Results of an analysis of the VOYAGER PAD clinical trial were presented at ACC.23.
Study findings presented at the American College of Cardiology 2023 Annual Scientific Sessions/World Congress of Cardiology (ACC.23) show that treatment with rivaroxaban (Xarelto) plus aspirin leads to a 33% reduction in acute limb ischemia after lower extremity revascularization in patients with peripheral artery disease (PAD), according to a press release from Janssen.1
The results of a prespecified analysis of data from the phase 3 VOYAGER PAD clinical trial (NCT02504216) also showed that the combination therapy provided a consistent benefit at 30 days, 90 days, and up to 3 years. Rivaroxaban plus aspirin also led to a 15% reduction in major adverse limb and cardiovascular events with or without dual antiplatelet therapy.
According to presenters, data showed a trend toward a greater benefit earlier in the course of treatment—that is, within 30 days or less—compared with later in the course of treatment (hazard ratio [HR], 0.45; 95% CI, 0.24-0.85 for ≤30 days vs HR, 0.75; 95% CI, 0.60-0.95). Hazard ratios for the rate of thrombolysis in myocardial infarction major bleeding from 0 to 90 days was 2.01 (range, 0.9-4.47) and 1.28 (range, 0.82-1.99) from 91 days to 3 years.
Patients with PAD are 4 times more likely to experience acute limb ischemia after lower extremity revascularization, which is associated with long hospitalization and high rates of amputation, disability, and/or death.
The rivaroxaban vascular dose—2.5 mg rivaroxaban twice daily plus aspirin 100 mg once daily—evaluated in the VOYAGER PAD study received an expanded indication for PAD in August 2021.2 Data from VOYAGER PAD were initially published in the New England Journal of Medicine in May 2020.3
VOYAGER PAD included a total of 6564 patients from 542 study sites in 34 coutries.
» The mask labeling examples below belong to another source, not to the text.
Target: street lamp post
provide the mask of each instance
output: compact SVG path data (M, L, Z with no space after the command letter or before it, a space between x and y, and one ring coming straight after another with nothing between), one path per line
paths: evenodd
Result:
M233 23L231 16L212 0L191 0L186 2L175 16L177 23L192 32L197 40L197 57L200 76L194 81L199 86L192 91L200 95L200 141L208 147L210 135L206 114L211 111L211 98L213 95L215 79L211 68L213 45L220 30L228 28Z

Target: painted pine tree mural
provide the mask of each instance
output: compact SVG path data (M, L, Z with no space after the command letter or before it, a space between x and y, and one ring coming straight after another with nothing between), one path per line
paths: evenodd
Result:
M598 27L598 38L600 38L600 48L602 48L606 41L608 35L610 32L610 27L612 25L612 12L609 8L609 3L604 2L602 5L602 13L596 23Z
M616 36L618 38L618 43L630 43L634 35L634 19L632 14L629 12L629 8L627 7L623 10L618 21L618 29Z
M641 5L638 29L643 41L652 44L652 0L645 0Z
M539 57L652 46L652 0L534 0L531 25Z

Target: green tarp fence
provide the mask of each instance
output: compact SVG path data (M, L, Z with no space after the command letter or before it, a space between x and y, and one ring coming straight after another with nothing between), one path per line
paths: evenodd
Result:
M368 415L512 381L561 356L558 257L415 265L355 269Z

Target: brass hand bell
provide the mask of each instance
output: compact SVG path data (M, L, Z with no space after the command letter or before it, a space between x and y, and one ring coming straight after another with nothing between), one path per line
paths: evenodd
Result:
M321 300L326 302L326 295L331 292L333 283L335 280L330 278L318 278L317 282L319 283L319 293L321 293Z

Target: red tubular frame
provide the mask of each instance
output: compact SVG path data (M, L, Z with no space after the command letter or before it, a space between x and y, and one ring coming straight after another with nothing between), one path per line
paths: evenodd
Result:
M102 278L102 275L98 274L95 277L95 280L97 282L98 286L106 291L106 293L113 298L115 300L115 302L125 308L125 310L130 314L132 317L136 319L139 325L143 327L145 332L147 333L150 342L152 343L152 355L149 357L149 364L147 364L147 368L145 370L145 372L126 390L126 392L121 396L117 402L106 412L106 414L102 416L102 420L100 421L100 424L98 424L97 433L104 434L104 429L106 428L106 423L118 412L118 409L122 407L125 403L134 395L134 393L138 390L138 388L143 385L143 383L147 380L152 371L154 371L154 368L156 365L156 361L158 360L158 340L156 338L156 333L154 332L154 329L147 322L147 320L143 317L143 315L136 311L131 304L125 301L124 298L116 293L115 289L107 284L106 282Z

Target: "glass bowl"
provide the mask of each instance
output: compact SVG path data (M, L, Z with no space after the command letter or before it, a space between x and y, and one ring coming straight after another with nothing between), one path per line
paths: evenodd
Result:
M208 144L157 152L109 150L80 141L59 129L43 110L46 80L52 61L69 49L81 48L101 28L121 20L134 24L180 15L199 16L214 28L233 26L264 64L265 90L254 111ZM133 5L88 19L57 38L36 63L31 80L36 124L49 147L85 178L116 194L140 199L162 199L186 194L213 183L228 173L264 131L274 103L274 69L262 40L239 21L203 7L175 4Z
Patients were randomly assigned 1:1 to receive either rivaroxaban 2.5 mg twice daily plus aspirin 100 mg once daily or 100 mg aspirin once daily alone (n=3286 and n=3278, respectively). Participants were then stratified by revascularization procedure type—endovascular or surgical—and the use of clopidrogel before being followed for 28 months.
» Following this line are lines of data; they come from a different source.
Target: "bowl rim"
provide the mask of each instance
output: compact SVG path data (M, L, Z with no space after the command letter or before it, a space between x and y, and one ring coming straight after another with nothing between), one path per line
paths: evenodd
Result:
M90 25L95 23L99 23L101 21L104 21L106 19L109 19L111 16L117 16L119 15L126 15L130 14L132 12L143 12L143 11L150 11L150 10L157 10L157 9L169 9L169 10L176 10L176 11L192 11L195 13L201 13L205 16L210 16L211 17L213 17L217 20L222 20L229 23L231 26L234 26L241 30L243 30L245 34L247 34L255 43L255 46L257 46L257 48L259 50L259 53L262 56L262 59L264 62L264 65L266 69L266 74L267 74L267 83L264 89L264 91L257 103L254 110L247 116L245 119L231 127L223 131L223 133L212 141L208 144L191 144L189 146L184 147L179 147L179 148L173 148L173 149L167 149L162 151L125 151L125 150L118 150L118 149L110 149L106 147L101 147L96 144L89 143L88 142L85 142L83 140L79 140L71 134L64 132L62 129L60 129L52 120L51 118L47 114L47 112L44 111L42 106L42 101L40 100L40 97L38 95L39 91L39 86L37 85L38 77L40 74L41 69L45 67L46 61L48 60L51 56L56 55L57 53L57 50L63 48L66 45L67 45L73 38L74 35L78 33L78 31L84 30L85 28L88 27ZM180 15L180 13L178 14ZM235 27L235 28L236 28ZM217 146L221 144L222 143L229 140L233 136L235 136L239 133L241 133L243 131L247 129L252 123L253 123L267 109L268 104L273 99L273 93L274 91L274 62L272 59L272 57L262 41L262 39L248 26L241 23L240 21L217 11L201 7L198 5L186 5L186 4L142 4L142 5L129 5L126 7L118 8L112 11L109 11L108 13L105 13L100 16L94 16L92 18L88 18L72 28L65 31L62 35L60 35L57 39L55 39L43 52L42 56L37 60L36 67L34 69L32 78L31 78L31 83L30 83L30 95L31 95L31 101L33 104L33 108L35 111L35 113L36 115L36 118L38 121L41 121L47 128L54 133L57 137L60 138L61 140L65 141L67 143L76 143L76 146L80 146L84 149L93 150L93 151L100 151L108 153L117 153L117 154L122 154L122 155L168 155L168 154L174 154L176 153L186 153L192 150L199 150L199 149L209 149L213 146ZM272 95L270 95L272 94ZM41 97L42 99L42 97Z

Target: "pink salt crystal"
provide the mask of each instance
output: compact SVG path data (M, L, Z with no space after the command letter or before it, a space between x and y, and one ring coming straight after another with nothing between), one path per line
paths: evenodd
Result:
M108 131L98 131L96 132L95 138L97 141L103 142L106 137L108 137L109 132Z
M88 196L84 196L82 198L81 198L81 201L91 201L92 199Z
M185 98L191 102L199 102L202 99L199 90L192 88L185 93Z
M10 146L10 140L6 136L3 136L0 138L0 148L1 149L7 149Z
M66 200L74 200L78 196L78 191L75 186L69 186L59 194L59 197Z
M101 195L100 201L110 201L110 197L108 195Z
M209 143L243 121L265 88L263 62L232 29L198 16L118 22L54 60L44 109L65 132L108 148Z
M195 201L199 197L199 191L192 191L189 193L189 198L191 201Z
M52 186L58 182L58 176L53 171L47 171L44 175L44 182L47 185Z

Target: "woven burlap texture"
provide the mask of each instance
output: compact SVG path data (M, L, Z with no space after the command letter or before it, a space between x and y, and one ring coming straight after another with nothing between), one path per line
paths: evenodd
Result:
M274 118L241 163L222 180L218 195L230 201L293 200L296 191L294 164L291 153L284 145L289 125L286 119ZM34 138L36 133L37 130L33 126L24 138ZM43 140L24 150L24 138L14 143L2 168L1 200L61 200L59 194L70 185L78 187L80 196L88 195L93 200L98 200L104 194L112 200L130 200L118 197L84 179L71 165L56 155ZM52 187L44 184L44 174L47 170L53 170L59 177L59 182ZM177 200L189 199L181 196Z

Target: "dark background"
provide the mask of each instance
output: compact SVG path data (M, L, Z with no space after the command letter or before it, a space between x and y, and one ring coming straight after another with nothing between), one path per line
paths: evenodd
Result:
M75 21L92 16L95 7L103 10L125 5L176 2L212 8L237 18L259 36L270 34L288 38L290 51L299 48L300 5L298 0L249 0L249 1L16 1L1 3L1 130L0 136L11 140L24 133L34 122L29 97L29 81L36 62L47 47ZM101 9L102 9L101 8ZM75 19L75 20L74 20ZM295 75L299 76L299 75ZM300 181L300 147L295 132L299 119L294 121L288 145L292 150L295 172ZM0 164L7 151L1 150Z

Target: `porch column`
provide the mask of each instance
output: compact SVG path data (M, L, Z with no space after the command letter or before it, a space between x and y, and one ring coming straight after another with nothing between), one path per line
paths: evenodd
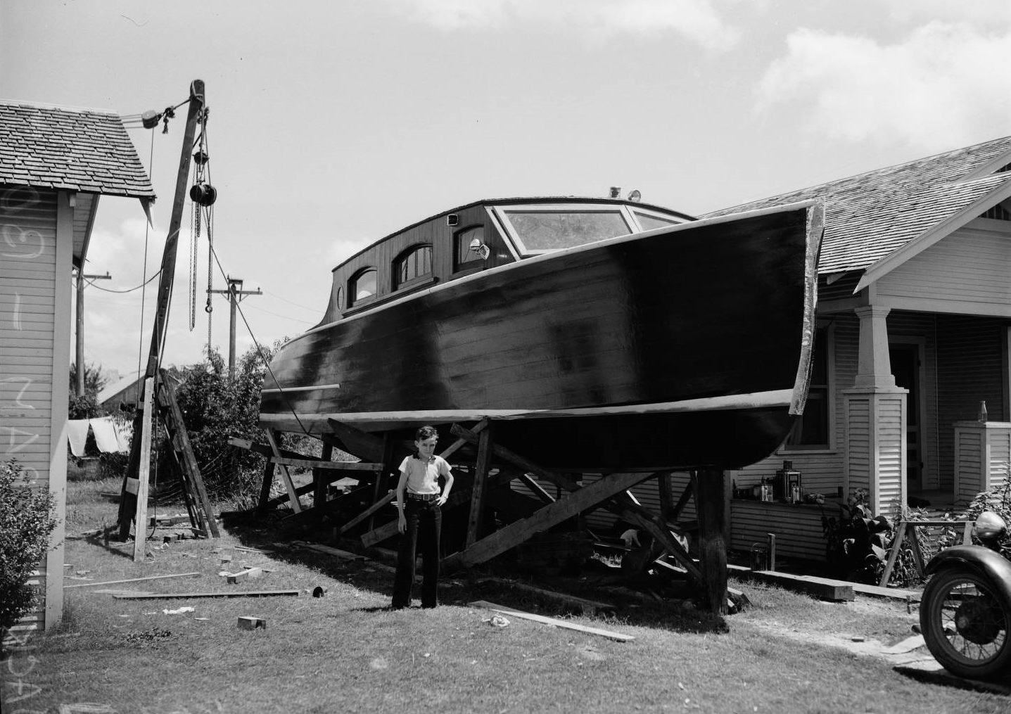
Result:
M857 307L859 357L845 408L845 496L866 488L876 515L906 503L906 395L896 386L888 353L888 307Z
The study met its primary efficacy and principal safety endpoints, showing that the rivaroxaban vascular dose is “superior to aspirin alone in reducing the risk of major adverse limb and cardiovascular events (composite outcome of acute limb ischemia, major amputation for vascular causes, myocardial infarction, ischemic stroke, or cardiovascular death.”
“These data demonstrate an evolution in medical therapy [for] patients undergoing lower extremity revascularization for symptomatic [PAD], where the addition of low-dose rivaroxaban to antiplatelet therapy results in a 33% reduction in major adverse limb events both early and late and with a consistently favorable benefit risk,” said Marc P. Bonaca, MD, of the department of medicine, division of cardiovascular medicine at the University of Colorado Anschutz Medical Campus in Aurora, Colorado.1 “We hope these data assist clinicians in understanding how to implement antithrombotic therapy in practice and overall support initiation of rivaroxaban in the first days after revascularization regardless of whether [dual antiplatelet therapy] is utilized.”
ACC.23 was held March 4 to 6, 2023 in New Orleans, Louisiana.